Rook-Ceph crush map has legacy tunables (require firefly, min is hammer)
Rook-Ceph
Rook turns distributed storage systems into self-managing, self-scaling, self-healing storage services using Ceph. It automates the tasks of a storage administrator: deployment, bootstrapping, configuration, provisioning, scaling, upgrading, migration, disaster recovery, monitoring, and resource management.
So I’m working on upgrading Rook-Ceph on a few Kubernetes cluster and running into some issues. This time after upgrading from v1.2.4 to v1.2.7, I’m getting a HEALTH_WARN on our Ceph cluster.
% kubectl -n rook-ceph exec -it rook-ceph-tools-c8dff9fb6-lxvzv -- ceph status cluster: id: 41610384-2020-4655-837c-f7f71ae578e3 health: HEALTH_WARN crush map has legacy tunables (require firefly, min is hammer) 617 daemons have recently crashed services: mon: 3 daemons, quorum v,x,aa (age 9m) mgr: a(active, since 8m) mds: clusterfs:1 {0=clusterfs-a=up:active} 1 up:standby-replay osd: 5 osds: 5 up (since 6m), 5 in (since 10h) data: pools: 3 pools, 300 pgs objects: 211.67k objects, 20 GiB usage: 194 GiB used, 692 GiB / 885 GiB avail pgs: 300 active+clean io: client: 852 B/s rd, 1 op/s rd, 0 op/s wr
So we should be able to correct this by applying the following command to the Ceph cluster directly.
% kubectl -n rook-ceph exec -it rook-ceph-tools-c8dff9fb6-lxvzv -- ceph osd crush tunables optimal adjusted tunables profile to optimal
While we’re here I’m going to also clear all those errors from an earlier issued during the upgrade where all the OSDs were crashing. I’ll explain that one in another post.
% kubectl -n rook-ceph exec -it rook-ceph-tools-c8dff9fb6-lxvzv -- ceph crash archive-all
After running those two commands, we can verify that all the Ceph warnings have cleared.

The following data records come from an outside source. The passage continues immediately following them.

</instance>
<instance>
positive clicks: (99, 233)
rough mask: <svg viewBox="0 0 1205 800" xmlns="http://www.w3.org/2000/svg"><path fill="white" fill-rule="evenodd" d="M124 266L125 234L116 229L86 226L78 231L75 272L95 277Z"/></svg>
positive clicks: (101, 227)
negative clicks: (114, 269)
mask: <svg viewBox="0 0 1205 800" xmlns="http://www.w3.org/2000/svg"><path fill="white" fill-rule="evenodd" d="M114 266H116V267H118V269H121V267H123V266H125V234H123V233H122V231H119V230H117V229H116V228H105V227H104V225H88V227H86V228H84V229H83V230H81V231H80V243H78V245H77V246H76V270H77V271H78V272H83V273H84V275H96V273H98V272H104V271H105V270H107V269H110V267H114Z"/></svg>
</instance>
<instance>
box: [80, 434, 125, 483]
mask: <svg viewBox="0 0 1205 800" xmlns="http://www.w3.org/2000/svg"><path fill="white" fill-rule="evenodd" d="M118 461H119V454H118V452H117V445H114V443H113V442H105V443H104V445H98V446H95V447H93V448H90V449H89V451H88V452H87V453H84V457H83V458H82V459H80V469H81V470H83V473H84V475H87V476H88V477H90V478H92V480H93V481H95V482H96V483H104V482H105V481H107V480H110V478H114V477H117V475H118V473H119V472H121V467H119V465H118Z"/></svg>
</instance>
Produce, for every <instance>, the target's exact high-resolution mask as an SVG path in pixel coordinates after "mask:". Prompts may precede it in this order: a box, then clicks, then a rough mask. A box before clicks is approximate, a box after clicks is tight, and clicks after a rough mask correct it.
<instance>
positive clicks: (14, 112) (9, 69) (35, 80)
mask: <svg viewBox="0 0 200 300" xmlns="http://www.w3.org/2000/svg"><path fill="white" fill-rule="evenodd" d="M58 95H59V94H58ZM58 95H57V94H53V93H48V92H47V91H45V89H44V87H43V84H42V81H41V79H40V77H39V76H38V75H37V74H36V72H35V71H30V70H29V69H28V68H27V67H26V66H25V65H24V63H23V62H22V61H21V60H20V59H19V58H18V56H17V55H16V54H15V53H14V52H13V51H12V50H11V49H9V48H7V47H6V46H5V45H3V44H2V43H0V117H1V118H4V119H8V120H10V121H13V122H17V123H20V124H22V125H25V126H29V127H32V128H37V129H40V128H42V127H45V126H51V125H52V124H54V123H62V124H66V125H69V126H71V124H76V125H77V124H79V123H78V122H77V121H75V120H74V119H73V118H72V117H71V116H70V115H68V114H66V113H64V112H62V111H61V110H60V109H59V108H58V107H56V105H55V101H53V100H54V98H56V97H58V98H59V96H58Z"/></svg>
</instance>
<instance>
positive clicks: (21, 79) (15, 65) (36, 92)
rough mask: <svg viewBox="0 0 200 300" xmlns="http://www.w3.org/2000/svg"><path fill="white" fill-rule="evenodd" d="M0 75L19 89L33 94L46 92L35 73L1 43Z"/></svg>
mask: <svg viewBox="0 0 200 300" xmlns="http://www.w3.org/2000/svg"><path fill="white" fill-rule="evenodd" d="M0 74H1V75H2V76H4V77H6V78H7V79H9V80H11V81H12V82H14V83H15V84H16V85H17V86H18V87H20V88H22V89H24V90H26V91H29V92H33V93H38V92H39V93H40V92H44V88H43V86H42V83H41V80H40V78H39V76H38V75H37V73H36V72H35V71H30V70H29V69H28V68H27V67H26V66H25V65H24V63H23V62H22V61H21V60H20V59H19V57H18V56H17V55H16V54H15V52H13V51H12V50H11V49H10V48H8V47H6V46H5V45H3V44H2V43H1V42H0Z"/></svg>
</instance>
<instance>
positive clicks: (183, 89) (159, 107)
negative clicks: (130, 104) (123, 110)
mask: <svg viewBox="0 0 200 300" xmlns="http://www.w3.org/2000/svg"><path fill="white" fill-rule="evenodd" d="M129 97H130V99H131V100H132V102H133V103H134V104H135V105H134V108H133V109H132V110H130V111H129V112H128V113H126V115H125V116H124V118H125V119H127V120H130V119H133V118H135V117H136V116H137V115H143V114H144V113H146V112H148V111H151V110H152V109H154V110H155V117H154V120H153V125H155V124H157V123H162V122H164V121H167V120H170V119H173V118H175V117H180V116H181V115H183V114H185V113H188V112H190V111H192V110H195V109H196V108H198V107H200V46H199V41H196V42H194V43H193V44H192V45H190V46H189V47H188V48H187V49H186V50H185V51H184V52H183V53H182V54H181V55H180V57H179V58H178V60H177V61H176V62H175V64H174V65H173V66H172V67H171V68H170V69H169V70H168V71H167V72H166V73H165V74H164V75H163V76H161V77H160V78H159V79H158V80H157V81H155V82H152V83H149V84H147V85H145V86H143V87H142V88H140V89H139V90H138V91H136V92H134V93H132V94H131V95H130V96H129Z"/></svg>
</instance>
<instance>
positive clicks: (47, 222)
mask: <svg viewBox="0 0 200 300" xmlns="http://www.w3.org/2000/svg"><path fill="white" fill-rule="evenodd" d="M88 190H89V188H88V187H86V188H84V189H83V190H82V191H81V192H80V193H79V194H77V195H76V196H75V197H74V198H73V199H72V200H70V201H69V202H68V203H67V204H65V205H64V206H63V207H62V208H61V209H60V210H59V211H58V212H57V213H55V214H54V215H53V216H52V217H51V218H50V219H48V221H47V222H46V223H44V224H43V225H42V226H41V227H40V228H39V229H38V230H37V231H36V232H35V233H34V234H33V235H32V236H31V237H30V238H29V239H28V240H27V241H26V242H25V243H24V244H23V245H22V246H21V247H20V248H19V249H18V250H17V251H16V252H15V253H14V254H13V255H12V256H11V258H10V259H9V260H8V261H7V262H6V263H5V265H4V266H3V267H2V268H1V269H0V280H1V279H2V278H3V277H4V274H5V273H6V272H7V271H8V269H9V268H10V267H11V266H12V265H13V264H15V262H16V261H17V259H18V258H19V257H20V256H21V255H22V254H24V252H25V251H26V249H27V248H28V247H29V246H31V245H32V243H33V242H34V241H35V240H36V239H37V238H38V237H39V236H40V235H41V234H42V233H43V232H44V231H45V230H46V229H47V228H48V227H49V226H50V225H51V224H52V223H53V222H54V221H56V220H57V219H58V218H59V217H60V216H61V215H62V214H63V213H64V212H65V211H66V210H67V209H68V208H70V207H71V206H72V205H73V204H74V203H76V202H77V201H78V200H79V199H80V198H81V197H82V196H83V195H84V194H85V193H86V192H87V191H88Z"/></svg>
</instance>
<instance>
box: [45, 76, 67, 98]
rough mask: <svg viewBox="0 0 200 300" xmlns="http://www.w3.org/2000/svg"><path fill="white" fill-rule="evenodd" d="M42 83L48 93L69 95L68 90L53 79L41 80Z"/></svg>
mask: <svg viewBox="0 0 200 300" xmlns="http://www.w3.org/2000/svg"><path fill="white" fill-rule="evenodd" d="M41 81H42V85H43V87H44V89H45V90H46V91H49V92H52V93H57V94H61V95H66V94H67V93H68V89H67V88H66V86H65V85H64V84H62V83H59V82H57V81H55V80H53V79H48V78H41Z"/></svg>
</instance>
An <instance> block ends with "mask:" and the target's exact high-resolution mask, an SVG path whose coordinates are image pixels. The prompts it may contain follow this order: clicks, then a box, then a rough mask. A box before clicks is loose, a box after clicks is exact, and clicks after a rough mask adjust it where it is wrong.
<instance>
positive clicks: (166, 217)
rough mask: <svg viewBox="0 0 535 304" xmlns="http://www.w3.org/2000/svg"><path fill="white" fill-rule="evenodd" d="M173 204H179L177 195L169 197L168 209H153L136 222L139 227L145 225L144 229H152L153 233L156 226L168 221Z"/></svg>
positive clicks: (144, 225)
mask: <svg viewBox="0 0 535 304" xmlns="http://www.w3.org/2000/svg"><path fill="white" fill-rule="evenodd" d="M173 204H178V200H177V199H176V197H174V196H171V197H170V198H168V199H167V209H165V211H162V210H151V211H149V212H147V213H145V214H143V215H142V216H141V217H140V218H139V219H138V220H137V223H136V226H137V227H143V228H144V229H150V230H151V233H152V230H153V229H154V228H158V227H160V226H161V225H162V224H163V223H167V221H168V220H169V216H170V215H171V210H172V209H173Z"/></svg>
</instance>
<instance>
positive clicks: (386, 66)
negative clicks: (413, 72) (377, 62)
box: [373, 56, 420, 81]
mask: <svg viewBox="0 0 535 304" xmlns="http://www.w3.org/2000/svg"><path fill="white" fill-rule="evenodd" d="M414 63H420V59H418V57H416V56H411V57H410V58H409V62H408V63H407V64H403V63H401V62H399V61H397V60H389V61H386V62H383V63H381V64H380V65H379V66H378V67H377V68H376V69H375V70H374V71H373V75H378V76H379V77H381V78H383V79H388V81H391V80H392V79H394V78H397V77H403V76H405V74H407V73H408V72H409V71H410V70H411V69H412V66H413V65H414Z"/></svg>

% kubectl -n rook-ceph exec -it rook-ceph-tools-c8dff9fb6-lxvzv -- ceph status cluster: id: 41610384-2020-4655-837c-f7f71ae578e3 health: HEALTH_OK services: mon: 3 daemons, quorum v,x,aa (age 26m) mgr: a(active, since 25m) mds: clusterfs:1 {0=clusterfs-a=up:active} 1 up:standby-replay osd: 5 osds: 5 up (since 23m), 5 in (since 10h) data: pools: 3 pools, 300 pgs objects: 211.67k objects, 20 GiB usage: 193 GiB used, 692 GiB / 885 GiB avail pgs: 300 active+clean io: client: 769 B/s rd, 1 op/s rd, 0 op/s wr
As you can see all of our warnings are gone now.